204   JULY 23, 2000:     Summer: Looking West
As we circle the sky this July, we focus this week on the west. A sky map showing the stars and constellations found in the west for 10:00 p.m. EDT can be found by following the appropriate StarWatch links on the ASD Planetarium’s home page given below. Even in late July, it’s still possible to view the stars of spring. Facing west, the Big Dipper is now to your right and much lower. Follow the handle’s arc to reddish Arcturus, of Bootes, the Herdsman or Bear Driver. Then continue onward to spike Spica, the principal star of Virgo, the Virgin. Don’t expect to see Virgo. She looks like a lizard lady in a sleeping bag. Even from the darkest skies out West, there are problems in seeing her. But blue-white Spica is always a treat. Likewise, Bootes, a man, looks more like a kite. Unlike Virgo, this figure can be readily seen from suburban skies. Above "Boots," as he is affectionately known by many amateurs, lies a semi-circular star group called Corona Borealis, the Northern Crown, or the Boomerang if you are Australian. It doesn’t take much of an imagination, just a dark clear night, to see how appropriate these two names are in describing the seven jewels which create its form. Returning to the Big Dipper, the top luminary of the two pointer stars which are farthest to the right, is called Dubhe. Below is Merak. The seven stars can be recited by remembering their initials. Starting with Dubhe they are D-M, P-M, A-M, A. Dubhe (DUE-be), Merak (ME-rack), Phecda (FEC-da), Megrez (MEG-rez), Alioth (AL-e-oath, Mizar (MY-zar), and Alkaid (AL-kade). You’ll have plenty of time to commit them to memory, for the Dipper will hold its shape fairly well for the next 25-50,000 years.

Looking West

205   JULY 30, 2000:     Summer: Looking Overhead
Our circling of the summer sky will be completed this week by including the stars which are directly overhead. A star map can be found at the ASD Planetarium’s web site given below. Observe at 10:00 p.m. EDT. Looking overhead and facing south, you’ll notice the three bright stars of the Summer Triangle to your left. The brightest of this triad is Vega. It will be highest in the sky. If the night is hazy, these stars may be the only ones visible from an urban location. To the right, the handle and cup of the Big Dipper will appear much lower in the sky.
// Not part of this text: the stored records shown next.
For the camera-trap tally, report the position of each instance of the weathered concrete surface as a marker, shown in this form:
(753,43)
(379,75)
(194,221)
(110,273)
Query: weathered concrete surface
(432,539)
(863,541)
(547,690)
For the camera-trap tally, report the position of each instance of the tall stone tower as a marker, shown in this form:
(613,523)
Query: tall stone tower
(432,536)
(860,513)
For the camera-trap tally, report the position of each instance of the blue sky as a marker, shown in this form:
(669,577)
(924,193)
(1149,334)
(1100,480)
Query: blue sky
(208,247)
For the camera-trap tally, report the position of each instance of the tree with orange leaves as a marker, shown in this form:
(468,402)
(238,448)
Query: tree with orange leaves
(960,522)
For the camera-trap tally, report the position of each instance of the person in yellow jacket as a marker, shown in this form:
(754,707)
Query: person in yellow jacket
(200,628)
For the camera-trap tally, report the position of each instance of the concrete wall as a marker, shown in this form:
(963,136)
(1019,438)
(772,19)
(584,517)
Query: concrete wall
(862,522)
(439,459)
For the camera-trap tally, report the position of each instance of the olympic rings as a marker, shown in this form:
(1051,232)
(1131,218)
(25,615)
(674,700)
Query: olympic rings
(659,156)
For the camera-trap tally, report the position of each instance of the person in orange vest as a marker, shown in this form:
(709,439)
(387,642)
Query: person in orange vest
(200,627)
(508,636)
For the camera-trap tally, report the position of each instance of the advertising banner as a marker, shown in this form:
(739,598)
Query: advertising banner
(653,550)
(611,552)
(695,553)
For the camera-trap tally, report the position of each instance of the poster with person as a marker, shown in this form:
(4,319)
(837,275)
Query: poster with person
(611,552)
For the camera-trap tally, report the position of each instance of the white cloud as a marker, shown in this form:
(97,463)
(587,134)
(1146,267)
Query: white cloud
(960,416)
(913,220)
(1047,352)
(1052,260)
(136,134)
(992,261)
Bright Arcturus can still be found by following the arc of the Dipper’s handle westward. But it won’t be around for long. For observers in the suburbs, look north and try finding Hercules, the Strongman, which is virtually overhead at 10 p.m. Its body, also called the Keystone, is composed of stars which can easily be seen from suburban locales. Hercules’ legs will be pointed southward, while his arms will be outstretched towards the north. Hercules has no head. But don’t worry, just a little imagination will put everything into perspective. The small quadrilateral of Draco’s head will be next to Hercules’ head. Mythologically, they are not the best of friends, for it was Hercules that stole the Golden Apples of the Hesperades, Hera’s wedding gift to Zeus. Draco guarded these golden apples. Knowing that he was unable to defeat the Dragon in battle, Hercules enlisted the help of Draco’s good but dull-witted friend, Atlas, to do the dirty work. The ploy worked, but Hera found out and punished the Dragon by tossing him into the sky and placing him close to the Pole Star so he would be ever visible, and therefore unable to rest and refresh himself.